RE: code red goes on

2001-08-05 Thread John Griffiths

There has definately been a change in the original form of the attacks from
# GET /default.ida?N -snip- NN%u9090% -snip- 0%u00=a  HTTP/1.0
to
# GET /default.ida?X -snip- XX%u9090% -snip- 0%u00=a  HTTP/1.0
The second packet is also much shorter (with less X's), although the tail is
the same.

The increase in traffic over the last few days has been marked.

Sept  -0 hits
1 Aug  -   3 hits  0.1 per hr
2 Aug -22 hits 0.9/hr
3 Aug -33 Hits 1.4/hr
4 Aug -41 Hits 1.7/hr
5 Aug -167 Hits6.9/hr
6 Aug -79 Hits 10.0/hr (only 8 hrs of data)

I can see this is going to be a real problem in the upcoming weeks.
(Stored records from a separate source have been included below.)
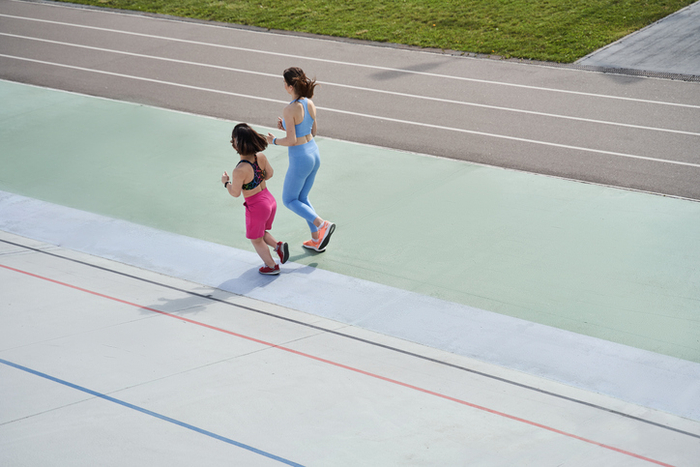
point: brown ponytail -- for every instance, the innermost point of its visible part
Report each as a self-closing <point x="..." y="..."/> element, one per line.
<point x="303" y="86"/>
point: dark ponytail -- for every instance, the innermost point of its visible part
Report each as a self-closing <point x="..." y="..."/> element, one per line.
<point x="303" y="86"/>
<point x="247" y="141"/>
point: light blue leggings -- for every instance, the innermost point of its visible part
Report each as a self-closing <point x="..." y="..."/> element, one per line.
<point x="304" y="161"/>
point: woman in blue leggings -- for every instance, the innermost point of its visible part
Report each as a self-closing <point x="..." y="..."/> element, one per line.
<point x="299" y="122"/>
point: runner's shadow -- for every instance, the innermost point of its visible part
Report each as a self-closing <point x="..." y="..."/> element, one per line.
<point x="189" y="304"/>
<point x="247" y="282"/>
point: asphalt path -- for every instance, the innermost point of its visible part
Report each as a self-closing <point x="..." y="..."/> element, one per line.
<point x="625" y="131"/>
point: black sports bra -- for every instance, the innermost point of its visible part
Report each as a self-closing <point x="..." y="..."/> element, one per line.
<point x="258" y="175"/>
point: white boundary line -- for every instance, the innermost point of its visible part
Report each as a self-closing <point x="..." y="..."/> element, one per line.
<point x="337" y="62"/>
<point x="358" y="88"/>
<point x="356" y="114"/>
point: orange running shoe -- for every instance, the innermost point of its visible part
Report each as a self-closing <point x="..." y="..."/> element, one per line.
<point x="313" y="245"/>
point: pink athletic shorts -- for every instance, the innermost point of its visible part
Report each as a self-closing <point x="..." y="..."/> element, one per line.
<point x="260" y="211"/>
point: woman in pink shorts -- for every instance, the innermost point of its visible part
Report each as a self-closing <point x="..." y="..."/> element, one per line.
<point x="248" y="177"/>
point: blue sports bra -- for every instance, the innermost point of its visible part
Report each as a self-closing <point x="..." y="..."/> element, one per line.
<point x="303" y="128"/>
<point x="258" y="175"/>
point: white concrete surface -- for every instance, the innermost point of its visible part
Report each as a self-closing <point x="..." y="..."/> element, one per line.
<point x="105" y="364"/>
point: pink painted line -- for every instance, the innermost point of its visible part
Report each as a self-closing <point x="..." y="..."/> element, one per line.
<point x="346" y="367"/>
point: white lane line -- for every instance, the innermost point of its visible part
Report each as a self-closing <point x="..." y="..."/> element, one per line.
<point x="352" y="64"/>
<point x="358" y="88"/>
<point x="356" y="114"/>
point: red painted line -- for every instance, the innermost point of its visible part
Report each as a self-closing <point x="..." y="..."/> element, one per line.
<point x="346" y="367"/>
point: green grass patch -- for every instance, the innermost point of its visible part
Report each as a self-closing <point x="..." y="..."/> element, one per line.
<point x="549" y="30"/>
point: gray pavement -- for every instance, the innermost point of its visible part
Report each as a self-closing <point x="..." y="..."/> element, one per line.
<point x="671" y="46"/>
<point x="625" y="131"/>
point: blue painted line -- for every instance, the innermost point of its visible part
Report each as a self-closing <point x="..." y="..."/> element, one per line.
<point x="152" y="414"/>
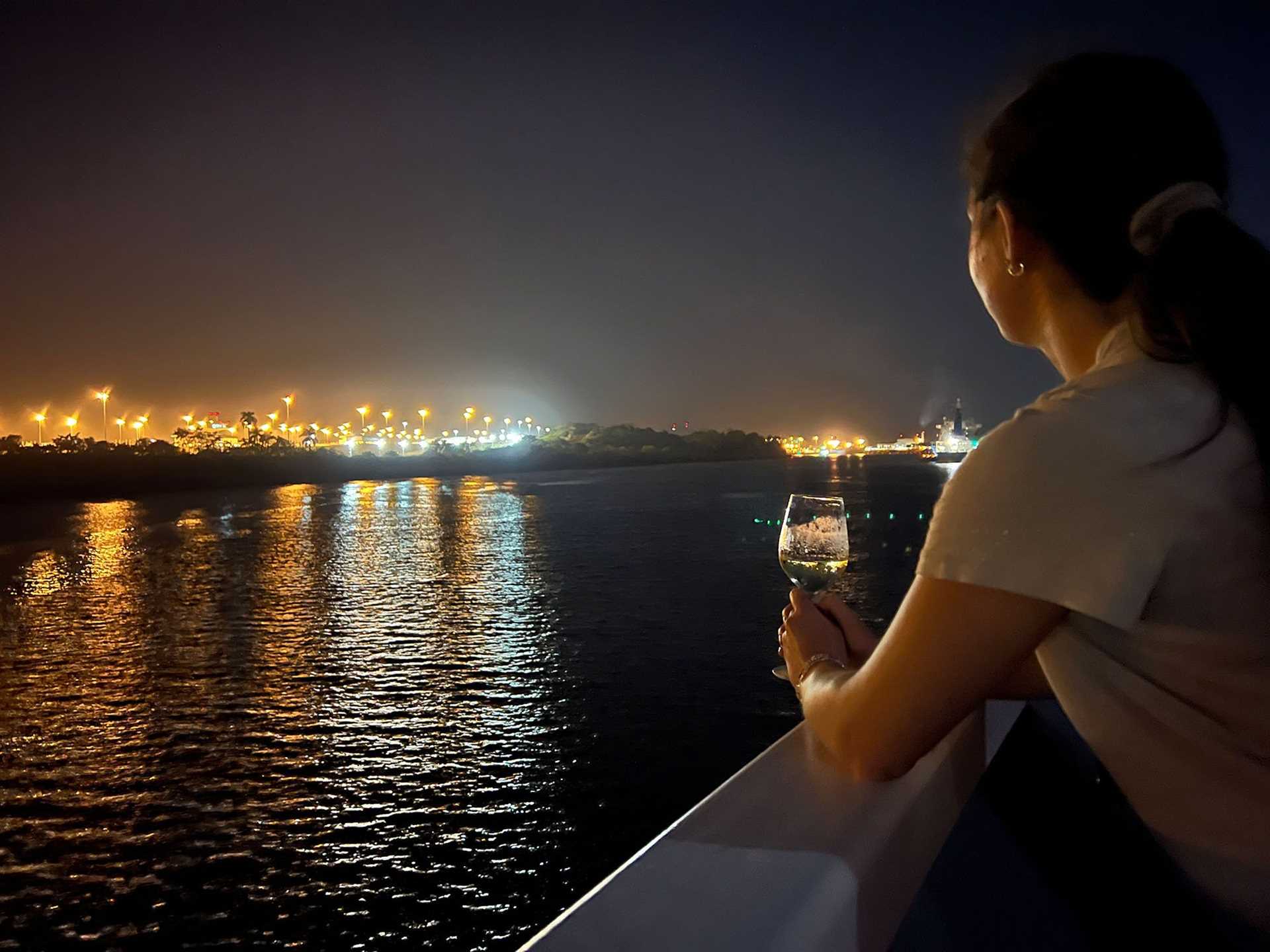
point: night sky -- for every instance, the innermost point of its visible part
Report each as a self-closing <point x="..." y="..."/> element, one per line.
<point x="738" y="215"/>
I have noticed on the end of each access in the log, Apache gives 404 205
404 I guess means page not found, but on two occassions it looks like
it gave a 200 - .  Strange.  I thought a valid access was 200.

Ian


Code Reds Mark II and III have already been identified, doing much more 
maicious things and spreading with better randomisation

Hopefully a cheese worm equivalent will be relased to stomp on this before we 
get to 20 Jul and the biggest DDoS in hiustory kicks off.



Re: code red goes on

2001-08-03 Thread Karsten M. Self
on Fri, Aug 03, 2001 at 02:54:01PM +, John Griffiths ([EMAIL PROTECTED]) 
wrote:
 if you grep your http access log for default.ida (good sign of a
 code red attempt on an apache box)
 
 you'll see that code red has infected as many new machines in the alst
 two days as it did on 20 July

Hmmm:

grep 'default\.ida' /var/log/apache/access.log | awk '{print $1}' 

...gives a hostlist.  Anyone know of a central repository who might be
collecting same and sending LARTs to the appropriate sysops?  Or is that
a complete [EMAIL PROTECTED]*() waste of time?  Any way to test an IP to see if
it's been compromised?

...or a good way to grab the relevant data and mail your own report?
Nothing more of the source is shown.